Keeping bees in a cold climate can be quite a challenge. I'm excited to talk to other beekeepers about their experiences.


----------



## RogerCrum (Jun 19, 2011)

Welcome to the site. You are right about bees in our WI winters but they are tougher than you think. The big sressor comes from viruses vectored by varroa mites. Keep the mites numbers low starting about now and they can raise a healthy population of long lived winter bees.
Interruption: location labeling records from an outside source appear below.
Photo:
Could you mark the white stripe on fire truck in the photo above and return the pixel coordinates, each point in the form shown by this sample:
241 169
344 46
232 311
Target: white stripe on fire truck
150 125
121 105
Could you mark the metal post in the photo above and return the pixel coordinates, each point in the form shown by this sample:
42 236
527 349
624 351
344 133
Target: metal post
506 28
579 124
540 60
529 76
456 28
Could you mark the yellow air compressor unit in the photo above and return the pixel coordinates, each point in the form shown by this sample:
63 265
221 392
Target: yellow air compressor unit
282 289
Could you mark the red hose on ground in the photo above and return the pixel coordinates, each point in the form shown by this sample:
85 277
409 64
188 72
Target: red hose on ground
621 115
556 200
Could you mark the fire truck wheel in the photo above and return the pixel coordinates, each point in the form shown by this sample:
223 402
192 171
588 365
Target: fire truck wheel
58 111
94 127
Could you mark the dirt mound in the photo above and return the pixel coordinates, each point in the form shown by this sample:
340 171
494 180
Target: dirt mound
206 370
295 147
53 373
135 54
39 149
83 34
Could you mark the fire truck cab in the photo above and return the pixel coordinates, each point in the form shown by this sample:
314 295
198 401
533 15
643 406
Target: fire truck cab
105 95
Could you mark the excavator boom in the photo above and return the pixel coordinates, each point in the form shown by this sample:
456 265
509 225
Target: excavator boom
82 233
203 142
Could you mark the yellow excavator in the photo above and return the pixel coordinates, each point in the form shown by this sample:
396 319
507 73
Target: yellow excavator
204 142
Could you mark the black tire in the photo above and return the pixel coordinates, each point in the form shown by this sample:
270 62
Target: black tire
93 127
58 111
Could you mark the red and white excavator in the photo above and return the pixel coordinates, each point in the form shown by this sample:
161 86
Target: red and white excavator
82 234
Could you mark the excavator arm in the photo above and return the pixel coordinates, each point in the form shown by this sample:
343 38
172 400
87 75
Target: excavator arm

Cold itself does not kill bees. There are a large number of good beekeepers here to help out.


----------



## goldengoddesshoney (Aug 5, 2014)

Thanks, Roger. I'm wondering if Nosema is also coming in to play. I had heavy losses last year, so this year I am really looking at everything I do with a microscope. No, really, I bought a microscope. I want to be able to check myself for Nosema spores. I'm also treating more aggressively for varroa. Like you say, they are killers. I was trying to not use so many chemicals and treatments on my hives, and I think that approach is not working. So far this year, I have not seen any mites. 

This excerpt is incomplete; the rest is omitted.